Barton’s diplomatic work included three weeks of secret talks in Washington in April aimed at facilitating a deal to free Wanzhou – and consequently, Kovrig and Spavor – according to a Globe and Mail report.
“With much gratitude and respect, I have accepted Ambassador Barton’s decision to leave his post in Beijing at the end of the year,” PM Justin Trudeau said in a statement on Monday. “For the last two years, Dominic has led our team in China with determination, integrity, and compassion, and at a time when relations between our two countries faced difficult challenges.”
Conservative leader Erin O’Toole has urged Trudeau to appoint an experienced diplomat who would take a stronger stance against China. He said Ottawa needs to take a “principled approach” that prioritized confronting China’s human rights deficit and aggression against its neighbours instead of favouring base economic concerns.
“I would hope Mr. Trudeau puts a professional experienced diplomat in that post and not a friend of the Liberal party,” O’Toole said.
Guy Saint-Jacques, former Canadian ambassador to China, also called for an experienced diplomat to occupy the post.
“The relationship will remain fraught for some time,” Saint-Jacques told the Globe. “We need someone who can be strong and forceful and firm because that is the only language that China understands.”
Barton spent nearly his entire professional career at McKinsey, the largest management consulting firm in the world. Following the completion of a bachelor’s degree in economics at the University of British Columbia and a master’s degree in economics at the University of Oxford as a Rhodes Scholar, Barton joined McKinsey’s Toronto office in 1986 after a brief stint as a currency analyst in London.
He moved to McKinsey's Seoul office in 1997 and led the Korean office from 2000 to 2004. From 2004, Barton served as McKinsey’s chairman in Asia before being elected global managing partner in 2009. He served the maximum of three three-year terms and stepped down in 2018.
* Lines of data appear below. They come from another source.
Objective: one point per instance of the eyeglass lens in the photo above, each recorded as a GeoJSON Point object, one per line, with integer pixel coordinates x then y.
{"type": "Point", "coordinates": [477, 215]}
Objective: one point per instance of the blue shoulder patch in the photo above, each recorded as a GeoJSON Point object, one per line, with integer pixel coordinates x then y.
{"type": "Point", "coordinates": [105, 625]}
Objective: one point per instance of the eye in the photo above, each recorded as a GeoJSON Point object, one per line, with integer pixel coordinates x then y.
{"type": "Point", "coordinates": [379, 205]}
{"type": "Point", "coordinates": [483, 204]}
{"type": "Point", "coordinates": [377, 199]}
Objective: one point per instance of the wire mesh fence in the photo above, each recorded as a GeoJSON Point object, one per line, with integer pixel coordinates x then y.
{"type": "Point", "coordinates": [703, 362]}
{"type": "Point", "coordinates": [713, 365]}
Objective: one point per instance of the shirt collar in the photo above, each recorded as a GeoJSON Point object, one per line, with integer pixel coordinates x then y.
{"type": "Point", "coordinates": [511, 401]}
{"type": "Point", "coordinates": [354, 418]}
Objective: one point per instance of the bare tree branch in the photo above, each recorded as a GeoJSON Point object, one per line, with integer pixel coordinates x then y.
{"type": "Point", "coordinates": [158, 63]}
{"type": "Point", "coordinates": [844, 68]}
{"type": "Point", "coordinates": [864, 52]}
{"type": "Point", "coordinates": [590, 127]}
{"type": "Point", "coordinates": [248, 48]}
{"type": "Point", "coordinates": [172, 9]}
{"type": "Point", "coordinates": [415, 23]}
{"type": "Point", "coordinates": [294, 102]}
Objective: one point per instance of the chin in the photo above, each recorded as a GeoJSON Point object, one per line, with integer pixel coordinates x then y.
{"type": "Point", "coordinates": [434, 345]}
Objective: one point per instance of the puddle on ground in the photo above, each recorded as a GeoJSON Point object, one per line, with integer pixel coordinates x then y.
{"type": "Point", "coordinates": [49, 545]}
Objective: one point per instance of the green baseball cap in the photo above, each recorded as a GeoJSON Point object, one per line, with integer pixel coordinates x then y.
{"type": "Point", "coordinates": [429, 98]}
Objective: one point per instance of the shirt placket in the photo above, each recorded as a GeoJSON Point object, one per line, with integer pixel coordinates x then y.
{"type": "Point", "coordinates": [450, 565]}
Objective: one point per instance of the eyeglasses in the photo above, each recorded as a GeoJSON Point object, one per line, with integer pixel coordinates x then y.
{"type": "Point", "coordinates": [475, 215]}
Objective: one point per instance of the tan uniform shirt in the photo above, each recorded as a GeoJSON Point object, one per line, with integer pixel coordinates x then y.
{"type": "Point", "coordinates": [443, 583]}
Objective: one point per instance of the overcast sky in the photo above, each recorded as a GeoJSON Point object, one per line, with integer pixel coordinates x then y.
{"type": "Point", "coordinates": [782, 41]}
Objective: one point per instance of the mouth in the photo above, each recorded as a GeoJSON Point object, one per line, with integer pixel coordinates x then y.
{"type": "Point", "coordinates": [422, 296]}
Barton’s successor Kevin Sneader lasted only one term as he struggled to deal with the fallout of several scandals from Barton’s tenure as managing partner. These included marketing work the firm did for opioid manufacturers to “turbocharge” sales; social media analysis that identified dissident voices in Saudi Arabia; charges of corruption in obtaining government contracts in South Africa; and holding a lavish company retreat in China approximately six kilometers from a Uighur internment camp.